Due to their exposure to Tesla’s future robot business, Ningbo Tuopu and Zhejiang Sanhua were the top performance contributors. They went up 36% and 15%, respectively. Shenzhou International and BOC Aviation also did well, up 19.3% and 12.7%. Meidong and Silergy continued to suffer from weak sentiment, although both share prices have started to show signs of stabilisation. We reduced the weight on Meidong and Silergy to manage the risks and we took some profit on Tuopu and Sanhua. We initiated Sany Heavy International to exploit China’s smart mining and smart port investment trend. Finally, we exited Techtronic Industries as we lost the high level of conviction we had for this name. 


La Francaise JKC Asia Equity saw its NAV per share rise by 2.9% in June when the MSCI Asia ex-Japan rose by 2.2%.
Year-to-date, the fund is down by 4.4% while the MSCI Asia ex. Japan index is up by 1.8%.

The cash position of the fund stood at 5.2 % at the end of the month.
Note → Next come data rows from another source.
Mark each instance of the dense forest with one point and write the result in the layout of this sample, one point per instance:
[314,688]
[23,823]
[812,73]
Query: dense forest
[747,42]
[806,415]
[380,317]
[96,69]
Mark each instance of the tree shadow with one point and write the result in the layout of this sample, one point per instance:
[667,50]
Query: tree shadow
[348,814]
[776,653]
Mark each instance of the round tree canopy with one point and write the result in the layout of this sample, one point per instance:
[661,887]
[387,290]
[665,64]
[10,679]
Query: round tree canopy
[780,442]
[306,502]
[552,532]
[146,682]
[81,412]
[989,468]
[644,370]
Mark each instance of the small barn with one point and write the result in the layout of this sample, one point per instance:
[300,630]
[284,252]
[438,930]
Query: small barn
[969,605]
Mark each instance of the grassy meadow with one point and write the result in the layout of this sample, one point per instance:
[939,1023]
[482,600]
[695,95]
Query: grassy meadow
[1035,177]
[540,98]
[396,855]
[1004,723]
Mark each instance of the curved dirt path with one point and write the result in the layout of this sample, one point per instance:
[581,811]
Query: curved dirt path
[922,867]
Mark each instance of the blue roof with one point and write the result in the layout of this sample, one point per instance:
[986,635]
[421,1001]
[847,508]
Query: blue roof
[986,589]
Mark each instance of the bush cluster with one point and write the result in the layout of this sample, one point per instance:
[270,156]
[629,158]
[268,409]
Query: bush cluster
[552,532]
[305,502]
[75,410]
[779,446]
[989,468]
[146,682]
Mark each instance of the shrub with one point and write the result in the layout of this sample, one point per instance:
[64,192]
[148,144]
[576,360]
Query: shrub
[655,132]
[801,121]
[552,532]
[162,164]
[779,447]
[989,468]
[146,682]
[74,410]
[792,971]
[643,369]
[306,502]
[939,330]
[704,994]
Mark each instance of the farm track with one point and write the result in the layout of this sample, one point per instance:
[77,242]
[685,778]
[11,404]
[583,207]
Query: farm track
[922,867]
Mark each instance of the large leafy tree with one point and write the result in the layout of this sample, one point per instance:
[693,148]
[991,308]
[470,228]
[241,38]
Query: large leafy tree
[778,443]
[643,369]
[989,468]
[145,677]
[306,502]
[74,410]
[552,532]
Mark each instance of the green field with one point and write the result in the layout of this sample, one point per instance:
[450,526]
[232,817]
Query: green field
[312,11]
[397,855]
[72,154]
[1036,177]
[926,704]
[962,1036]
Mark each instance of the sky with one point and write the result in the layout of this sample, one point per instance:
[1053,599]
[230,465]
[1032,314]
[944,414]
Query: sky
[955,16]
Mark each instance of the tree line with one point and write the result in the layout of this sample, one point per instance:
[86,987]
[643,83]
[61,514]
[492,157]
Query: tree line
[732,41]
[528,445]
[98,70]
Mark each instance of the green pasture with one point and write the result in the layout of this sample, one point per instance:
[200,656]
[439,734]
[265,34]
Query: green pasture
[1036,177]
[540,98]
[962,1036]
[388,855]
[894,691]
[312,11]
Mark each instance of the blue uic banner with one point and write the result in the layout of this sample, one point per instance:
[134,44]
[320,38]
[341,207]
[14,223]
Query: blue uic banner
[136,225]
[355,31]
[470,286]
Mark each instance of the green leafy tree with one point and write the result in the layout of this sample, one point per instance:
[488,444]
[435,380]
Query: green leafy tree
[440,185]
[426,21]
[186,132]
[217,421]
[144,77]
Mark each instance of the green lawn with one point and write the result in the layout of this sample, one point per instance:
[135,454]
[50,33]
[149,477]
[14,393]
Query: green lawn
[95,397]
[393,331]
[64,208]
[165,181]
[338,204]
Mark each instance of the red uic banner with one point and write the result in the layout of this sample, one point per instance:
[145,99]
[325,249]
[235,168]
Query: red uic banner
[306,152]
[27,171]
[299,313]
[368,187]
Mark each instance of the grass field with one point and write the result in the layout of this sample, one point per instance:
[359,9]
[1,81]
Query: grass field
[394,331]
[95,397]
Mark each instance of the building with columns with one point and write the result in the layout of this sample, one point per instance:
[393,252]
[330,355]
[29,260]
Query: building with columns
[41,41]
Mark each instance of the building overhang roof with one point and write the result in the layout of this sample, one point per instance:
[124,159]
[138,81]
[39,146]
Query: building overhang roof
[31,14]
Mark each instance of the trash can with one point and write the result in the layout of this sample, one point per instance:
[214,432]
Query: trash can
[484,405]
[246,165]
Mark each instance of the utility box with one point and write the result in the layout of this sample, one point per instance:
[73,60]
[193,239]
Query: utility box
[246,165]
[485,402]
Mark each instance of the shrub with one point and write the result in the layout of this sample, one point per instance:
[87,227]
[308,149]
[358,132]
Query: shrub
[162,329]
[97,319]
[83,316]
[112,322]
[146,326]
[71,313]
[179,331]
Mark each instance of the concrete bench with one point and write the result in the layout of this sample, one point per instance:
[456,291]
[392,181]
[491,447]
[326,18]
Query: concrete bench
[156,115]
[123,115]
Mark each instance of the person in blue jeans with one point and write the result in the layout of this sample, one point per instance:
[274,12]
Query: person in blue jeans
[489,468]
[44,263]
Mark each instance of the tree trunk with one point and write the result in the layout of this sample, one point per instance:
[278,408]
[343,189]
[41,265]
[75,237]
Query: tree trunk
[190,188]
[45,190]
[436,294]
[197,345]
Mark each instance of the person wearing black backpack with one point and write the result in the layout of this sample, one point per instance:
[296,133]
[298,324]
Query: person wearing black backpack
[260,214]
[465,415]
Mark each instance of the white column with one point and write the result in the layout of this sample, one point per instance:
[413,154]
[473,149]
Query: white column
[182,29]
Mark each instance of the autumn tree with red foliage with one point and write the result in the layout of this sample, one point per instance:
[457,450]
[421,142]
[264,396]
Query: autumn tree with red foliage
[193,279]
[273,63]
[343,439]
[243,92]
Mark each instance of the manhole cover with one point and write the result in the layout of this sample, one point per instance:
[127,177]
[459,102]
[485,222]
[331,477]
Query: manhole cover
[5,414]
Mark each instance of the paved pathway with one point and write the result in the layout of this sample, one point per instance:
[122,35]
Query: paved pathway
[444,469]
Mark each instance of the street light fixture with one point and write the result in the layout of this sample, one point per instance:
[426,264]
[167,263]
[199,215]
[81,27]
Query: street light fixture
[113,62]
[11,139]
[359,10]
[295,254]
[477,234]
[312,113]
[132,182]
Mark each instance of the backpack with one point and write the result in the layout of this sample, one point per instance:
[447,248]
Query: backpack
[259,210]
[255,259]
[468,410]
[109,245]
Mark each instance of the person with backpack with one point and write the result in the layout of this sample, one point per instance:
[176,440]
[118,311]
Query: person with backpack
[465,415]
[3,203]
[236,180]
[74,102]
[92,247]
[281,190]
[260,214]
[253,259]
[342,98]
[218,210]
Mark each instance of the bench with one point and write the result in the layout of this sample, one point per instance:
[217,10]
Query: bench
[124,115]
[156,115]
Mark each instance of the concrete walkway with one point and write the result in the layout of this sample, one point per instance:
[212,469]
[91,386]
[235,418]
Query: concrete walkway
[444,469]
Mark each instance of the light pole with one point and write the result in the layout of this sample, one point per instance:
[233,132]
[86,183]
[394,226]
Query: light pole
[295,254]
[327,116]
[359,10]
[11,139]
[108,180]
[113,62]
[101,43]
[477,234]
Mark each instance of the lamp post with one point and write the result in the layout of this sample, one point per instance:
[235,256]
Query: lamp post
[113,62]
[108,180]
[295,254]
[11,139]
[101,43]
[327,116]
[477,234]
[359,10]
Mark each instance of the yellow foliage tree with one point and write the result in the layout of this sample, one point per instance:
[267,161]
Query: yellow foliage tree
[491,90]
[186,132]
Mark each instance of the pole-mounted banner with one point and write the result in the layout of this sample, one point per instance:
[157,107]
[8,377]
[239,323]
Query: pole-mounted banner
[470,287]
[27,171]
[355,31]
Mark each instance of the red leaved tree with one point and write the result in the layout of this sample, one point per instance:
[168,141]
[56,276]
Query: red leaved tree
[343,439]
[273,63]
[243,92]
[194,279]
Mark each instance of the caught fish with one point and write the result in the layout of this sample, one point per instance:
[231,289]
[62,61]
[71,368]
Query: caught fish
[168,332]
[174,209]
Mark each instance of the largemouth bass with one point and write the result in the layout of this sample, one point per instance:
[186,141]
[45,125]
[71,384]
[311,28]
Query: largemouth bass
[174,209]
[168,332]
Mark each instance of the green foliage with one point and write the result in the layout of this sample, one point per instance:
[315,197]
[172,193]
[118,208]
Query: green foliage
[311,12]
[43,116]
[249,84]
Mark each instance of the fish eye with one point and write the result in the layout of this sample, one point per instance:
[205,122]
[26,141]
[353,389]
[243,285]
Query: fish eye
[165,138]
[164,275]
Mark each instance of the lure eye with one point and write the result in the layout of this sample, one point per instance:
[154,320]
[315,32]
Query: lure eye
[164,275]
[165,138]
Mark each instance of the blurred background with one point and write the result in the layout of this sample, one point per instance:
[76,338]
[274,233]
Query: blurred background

Ningbo Tuopu and Shenzhou International were the top performance contributors, together with BOC Aviation, Leeno Industrial and Poya International. On the flip side, Indian Energy Exchange dropped by 16% due to the fear of regulatory reform – we believe such reform does not have the pre-conditions needed to be carried out, but we trimmed the weight to manage risk. Our exposure to Meidong and Silergy continues to hurt, and we also cut both to reduce risks. We initiated Park Systems in Korea last month and added Sany Heavy International in June. 


In June, the International Sustainability Standards Board (ISSB) issued its long-anticipated standards – IFRS S1 (General Requirements for Disclosure of Sustainability-related Financial Information) and IFRS S2 (Climate-related Disclosures). Building on the principles of the TCFD recommendations, the standards require companies to disclose the sustainability risks and opportunities as well as climate-related disclosures starting in FY2024. Despite its unique relationship with the International Accounting Standards Board, the ISSB has no power to enforce its standards to be adopted even in countries that are currently adopting the IFRS accounting standards and therefore it is working with market regulators around the world on a case-by-case basis to boost adoption.

On our own turf, the Stock Exchange of Hong Kong already published a consultation paper introducing new climate-related disclosures aligned with the ISSB. The proposals mark a significant milestone in achieving the commitment to mandate TCFD-aligned disclosures by 2025. Regulators in other Asian markets such as Japan, China and Indonesia are said to be working closely with the ISSB to adopt the standards to varying extents.

In mid-June JK Capital also kick-started its PRI reporting for FY2022, fulfilling our obligation as an UN PRI signatory and long-term supporter.After the UN PRI went through two years of disruption preventing all members from reporting updates, we aim to showcase our progress and efforts in sustainable investment as a responsible investor under the updated reporting framework.

The information and material provided herein do not in any case represent advice, offer, sollicitation or recommendation to invest in specific investments. The information contained herein is issued by JK Capital Management Limited. To the best of its knowledge and belief, JK Capital Management Limited considers the information contained herein is accurate as at the date of publication. However, no warranty is given on the accuracy, adequacy or completeness of the information. Neither JK Capital Management Limited, nor its affiliates, directors and employees assumes any liabilities (including any third party liability) in respect of any errors or omissions on this report. Under no circumstances should this information or any part of it be copied, reproduced or redistributed.